Por Fernando Molica em 07 de junho de 2012 | Comentários (0)

Coluna Estação Carioca, jornal O DIA, 06/6:

Mais de cem anos depois do ‘bota-abaixo’ do então prefeito Pereira Passos, políticos do Rio insistem em, por ação ou omissão, acreditar que o passado é apenas uma pedra no caminho do progresso. Em maio, um casarão cansou de avisar que ia cair e deixou-se desabar. A bola da vez é o Quartel-General da PM, cotado para ser vendido e destruído. Não chega a ser um prédio bonito, mas passou a fazer parte da paisagem e da história da cidade. Antigo convento dos capuchinhos, foi ocupado pela polícia em 1831. De lá saíram voluntários para lutar na Guerra do Paraguai.

Há locais que se tornam referências em nossas vidas, trazem lembranças, remetem a fatos. Cada mudança na cidade, por banal que seja, leva um pouco da nossa memória. Assim, perdemos o cinema que foi cenário de um beijo, a praça em que um filho aprendeu a andar de bicicleta, o local do primeiro emprego.
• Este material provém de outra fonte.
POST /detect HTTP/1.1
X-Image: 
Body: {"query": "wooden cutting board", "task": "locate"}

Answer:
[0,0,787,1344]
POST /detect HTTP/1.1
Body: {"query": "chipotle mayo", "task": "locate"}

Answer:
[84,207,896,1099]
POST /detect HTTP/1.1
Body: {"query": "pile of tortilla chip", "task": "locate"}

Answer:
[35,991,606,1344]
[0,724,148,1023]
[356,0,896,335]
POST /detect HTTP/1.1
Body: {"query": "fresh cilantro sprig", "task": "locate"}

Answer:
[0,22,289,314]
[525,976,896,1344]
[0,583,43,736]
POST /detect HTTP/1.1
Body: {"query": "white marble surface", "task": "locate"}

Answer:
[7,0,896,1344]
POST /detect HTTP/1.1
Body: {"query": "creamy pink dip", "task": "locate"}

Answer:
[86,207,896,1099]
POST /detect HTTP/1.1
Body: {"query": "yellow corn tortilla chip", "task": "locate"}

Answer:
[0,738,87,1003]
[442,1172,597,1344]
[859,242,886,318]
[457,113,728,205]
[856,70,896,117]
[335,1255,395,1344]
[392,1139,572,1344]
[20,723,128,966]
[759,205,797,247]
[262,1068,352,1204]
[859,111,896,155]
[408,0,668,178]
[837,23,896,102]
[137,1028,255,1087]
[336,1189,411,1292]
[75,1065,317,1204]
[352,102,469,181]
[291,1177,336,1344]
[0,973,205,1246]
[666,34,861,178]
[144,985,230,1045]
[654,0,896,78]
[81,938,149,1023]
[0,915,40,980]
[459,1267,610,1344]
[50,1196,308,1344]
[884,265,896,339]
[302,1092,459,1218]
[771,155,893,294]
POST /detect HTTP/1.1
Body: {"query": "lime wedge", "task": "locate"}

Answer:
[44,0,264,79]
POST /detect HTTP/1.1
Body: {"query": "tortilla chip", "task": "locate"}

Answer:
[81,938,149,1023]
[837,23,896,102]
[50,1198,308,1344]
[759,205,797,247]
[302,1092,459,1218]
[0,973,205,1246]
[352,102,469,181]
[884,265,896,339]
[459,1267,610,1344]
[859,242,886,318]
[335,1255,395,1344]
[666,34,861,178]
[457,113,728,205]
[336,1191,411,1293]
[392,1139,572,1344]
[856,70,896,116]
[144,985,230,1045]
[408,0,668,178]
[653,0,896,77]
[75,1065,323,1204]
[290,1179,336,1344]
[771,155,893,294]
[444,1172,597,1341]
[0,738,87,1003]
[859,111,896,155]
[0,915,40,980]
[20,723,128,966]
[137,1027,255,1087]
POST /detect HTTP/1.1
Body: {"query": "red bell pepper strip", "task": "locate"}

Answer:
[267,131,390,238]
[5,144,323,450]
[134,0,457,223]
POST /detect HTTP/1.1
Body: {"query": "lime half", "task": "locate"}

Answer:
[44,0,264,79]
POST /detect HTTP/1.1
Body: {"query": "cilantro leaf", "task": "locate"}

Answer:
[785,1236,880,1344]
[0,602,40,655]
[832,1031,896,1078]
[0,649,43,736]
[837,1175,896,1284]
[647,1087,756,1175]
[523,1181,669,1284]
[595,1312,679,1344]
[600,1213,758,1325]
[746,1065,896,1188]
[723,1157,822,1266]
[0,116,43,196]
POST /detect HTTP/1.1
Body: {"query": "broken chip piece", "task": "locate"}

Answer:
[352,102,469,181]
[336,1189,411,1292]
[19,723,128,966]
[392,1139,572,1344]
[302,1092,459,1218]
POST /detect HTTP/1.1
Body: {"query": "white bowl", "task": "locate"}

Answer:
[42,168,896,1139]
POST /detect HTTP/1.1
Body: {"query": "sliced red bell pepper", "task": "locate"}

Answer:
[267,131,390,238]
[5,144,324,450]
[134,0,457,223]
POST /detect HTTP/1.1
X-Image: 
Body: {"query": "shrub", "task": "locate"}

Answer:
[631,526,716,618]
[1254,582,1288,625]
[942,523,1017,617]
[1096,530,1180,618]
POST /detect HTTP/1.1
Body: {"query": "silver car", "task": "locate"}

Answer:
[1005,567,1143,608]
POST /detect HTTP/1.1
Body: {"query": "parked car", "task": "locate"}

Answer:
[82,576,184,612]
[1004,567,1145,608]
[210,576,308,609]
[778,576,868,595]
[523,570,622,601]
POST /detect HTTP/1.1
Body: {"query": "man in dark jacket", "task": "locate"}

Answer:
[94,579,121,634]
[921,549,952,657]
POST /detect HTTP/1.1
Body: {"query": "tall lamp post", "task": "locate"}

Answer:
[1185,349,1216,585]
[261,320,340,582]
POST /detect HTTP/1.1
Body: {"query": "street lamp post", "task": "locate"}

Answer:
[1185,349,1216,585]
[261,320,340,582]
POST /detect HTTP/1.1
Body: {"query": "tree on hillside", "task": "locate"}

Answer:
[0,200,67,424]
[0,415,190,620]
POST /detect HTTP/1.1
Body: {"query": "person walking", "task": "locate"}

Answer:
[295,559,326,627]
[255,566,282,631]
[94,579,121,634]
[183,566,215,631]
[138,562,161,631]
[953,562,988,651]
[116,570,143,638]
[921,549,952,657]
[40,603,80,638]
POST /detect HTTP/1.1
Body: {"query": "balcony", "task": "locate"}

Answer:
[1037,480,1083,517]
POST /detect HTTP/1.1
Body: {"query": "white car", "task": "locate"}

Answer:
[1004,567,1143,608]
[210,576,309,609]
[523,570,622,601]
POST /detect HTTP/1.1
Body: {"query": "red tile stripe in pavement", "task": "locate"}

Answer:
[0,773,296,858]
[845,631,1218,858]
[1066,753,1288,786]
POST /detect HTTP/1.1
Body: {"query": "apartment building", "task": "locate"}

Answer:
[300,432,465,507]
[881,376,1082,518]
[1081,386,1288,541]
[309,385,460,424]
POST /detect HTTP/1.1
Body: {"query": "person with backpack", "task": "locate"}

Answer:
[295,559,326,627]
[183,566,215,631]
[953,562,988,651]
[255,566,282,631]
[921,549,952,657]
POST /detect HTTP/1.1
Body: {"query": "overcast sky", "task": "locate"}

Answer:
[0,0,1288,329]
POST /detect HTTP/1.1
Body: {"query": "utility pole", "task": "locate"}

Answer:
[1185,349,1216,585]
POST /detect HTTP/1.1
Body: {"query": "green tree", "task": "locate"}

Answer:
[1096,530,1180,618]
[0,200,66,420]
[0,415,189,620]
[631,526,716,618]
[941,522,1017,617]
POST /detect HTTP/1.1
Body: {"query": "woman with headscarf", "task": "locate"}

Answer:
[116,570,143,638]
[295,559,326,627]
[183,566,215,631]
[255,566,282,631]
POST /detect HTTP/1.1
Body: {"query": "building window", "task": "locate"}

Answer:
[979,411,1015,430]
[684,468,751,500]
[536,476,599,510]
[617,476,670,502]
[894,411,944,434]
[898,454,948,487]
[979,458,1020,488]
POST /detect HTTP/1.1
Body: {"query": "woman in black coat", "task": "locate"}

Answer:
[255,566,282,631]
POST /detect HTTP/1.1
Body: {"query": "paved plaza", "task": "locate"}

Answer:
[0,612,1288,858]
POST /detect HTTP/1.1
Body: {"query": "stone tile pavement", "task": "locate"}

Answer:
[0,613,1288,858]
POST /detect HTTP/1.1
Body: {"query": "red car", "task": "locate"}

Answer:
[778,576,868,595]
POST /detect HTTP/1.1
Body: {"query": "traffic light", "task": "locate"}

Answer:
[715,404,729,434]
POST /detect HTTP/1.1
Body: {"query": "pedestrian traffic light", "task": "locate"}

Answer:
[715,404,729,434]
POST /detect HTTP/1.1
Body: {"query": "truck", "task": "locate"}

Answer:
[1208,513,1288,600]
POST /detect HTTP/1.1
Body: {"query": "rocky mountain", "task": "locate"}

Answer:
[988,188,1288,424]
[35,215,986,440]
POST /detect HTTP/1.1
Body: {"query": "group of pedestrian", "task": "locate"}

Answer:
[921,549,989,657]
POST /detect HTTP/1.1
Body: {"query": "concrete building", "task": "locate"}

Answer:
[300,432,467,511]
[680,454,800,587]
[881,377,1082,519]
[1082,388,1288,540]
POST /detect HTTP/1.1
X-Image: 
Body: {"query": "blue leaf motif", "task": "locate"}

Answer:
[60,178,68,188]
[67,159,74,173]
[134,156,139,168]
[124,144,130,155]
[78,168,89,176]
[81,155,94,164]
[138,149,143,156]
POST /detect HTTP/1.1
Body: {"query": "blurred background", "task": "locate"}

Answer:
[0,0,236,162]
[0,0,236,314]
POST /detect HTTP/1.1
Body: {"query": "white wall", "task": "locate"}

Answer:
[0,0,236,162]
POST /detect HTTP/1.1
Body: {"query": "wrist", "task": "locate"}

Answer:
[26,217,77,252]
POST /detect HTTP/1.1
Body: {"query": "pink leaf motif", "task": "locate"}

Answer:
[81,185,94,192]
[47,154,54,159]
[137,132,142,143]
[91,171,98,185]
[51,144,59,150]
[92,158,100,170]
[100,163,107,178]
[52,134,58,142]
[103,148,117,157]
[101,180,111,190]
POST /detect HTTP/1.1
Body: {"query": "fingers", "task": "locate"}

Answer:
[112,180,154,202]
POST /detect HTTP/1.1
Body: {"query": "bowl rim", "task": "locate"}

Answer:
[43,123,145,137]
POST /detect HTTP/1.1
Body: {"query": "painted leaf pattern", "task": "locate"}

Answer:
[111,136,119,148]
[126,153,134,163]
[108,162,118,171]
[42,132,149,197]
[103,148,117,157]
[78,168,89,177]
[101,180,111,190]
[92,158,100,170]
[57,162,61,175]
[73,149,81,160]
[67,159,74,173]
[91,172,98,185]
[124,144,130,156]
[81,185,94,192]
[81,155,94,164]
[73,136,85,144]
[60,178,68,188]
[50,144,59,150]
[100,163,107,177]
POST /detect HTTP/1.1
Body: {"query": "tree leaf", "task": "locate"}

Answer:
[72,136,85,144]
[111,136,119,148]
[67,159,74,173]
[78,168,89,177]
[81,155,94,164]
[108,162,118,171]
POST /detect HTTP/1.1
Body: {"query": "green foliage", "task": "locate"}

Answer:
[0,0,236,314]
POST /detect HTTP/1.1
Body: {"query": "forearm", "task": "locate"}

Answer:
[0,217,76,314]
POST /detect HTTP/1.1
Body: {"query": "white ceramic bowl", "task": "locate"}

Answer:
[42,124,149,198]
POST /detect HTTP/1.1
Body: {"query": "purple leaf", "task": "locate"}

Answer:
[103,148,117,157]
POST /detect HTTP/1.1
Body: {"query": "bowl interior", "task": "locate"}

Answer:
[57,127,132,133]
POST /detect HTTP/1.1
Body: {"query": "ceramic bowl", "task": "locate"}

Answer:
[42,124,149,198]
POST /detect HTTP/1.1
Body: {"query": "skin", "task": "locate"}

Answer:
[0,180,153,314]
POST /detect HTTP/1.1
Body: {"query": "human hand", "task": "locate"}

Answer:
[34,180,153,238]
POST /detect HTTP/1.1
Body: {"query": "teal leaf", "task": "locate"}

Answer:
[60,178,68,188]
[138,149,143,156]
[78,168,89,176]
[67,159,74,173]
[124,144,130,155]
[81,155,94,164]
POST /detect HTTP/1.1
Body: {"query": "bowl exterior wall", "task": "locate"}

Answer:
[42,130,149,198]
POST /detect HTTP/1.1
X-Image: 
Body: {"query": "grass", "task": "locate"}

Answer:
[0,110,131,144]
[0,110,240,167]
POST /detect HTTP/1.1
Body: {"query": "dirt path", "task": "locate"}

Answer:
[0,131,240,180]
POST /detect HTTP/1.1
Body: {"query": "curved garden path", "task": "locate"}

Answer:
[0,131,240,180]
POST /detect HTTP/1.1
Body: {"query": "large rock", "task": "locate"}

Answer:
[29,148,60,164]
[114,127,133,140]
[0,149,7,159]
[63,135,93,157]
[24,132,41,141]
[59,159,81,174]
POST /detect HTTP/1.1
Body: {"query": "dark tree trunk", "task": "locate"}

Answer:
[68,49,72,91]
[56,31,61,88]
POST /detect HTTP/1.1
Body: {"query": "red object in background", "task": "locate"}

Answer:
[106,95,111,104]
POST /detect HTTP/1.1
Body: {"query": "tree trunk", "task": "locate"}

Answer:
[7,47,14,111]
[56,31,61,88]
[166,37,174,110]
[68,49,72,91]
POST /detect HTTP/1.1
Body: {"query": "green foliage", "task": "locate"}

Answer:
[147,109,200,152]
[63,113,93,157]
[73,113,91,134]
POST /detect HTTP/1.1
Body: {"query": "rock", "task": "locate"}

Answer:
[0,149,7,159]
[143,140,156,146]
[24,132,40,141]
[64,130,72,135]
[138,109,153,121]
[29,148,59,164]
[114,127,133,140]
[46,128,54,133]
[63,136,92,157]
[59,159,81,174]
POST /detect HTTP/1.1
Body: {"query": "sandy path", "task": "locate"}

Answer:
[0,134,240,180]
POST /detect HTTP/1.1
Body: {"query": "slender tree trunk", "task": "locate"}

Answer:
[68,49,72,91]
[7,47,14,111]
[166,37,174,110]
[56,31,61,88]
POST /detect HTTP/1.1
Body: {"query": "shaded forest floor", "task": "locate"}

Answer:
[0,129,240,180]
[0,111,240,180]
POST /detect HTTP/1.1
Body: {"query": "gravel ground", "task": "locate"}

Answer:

Prédios que atravessam décadas permitem que nos sintamos em casa, transmitem a segurança de saber onde estamos.

Ex-capital federal, o Rio herdou um tesouro arquitetônico que vem sendo massacrado. Muitas construções acabaram demolidas; outras, descaracterizadas — o Maracanã é um ótimo exemplo. Monumentos foram obrigados a conviver com vizinhos indesejados: o Convento do Carmo teve um espigão plantado em seu pátio. Agora, a Câmara Municipal ameaça autorizar mudanças graves no entorno de prédios históricos. Vale lembrar o que ocorreu na Cinelândia, onde a harmonia dos edifícios foi quebrada por torres que têm o efeito de uma nota desafinada e estridente que compromete a partitura. Pouco restou até da Avenida Rio Branco original, joia das intervenções de Pereira Passos.

Estimulada pelo desrespeito oficial e muitas vezes obrigada a buscar soluções relacionadas ao conforto e à segurança, parte da população também ajuda na destruição da cidade. A onda da modernização iniciada em meados nos anos 50 do século passado teve, sobre a maioria das casas dos subúrbios e sobrados do Centro, o efeito de sucessivas plásticas em mulheres. Não se tem de volta a juventude perdida nem se permite a chegada da beleza que emerge de uma amistosa convivência com o tempo. Nada contra o progresso, mas é inadmissível não buscarmos inspiração em países que se mostram capazes de administrar melhor a convivência do velho com o novo, em cidades que ganham muito dinheiro com a orgulhosa exposição de seu passado.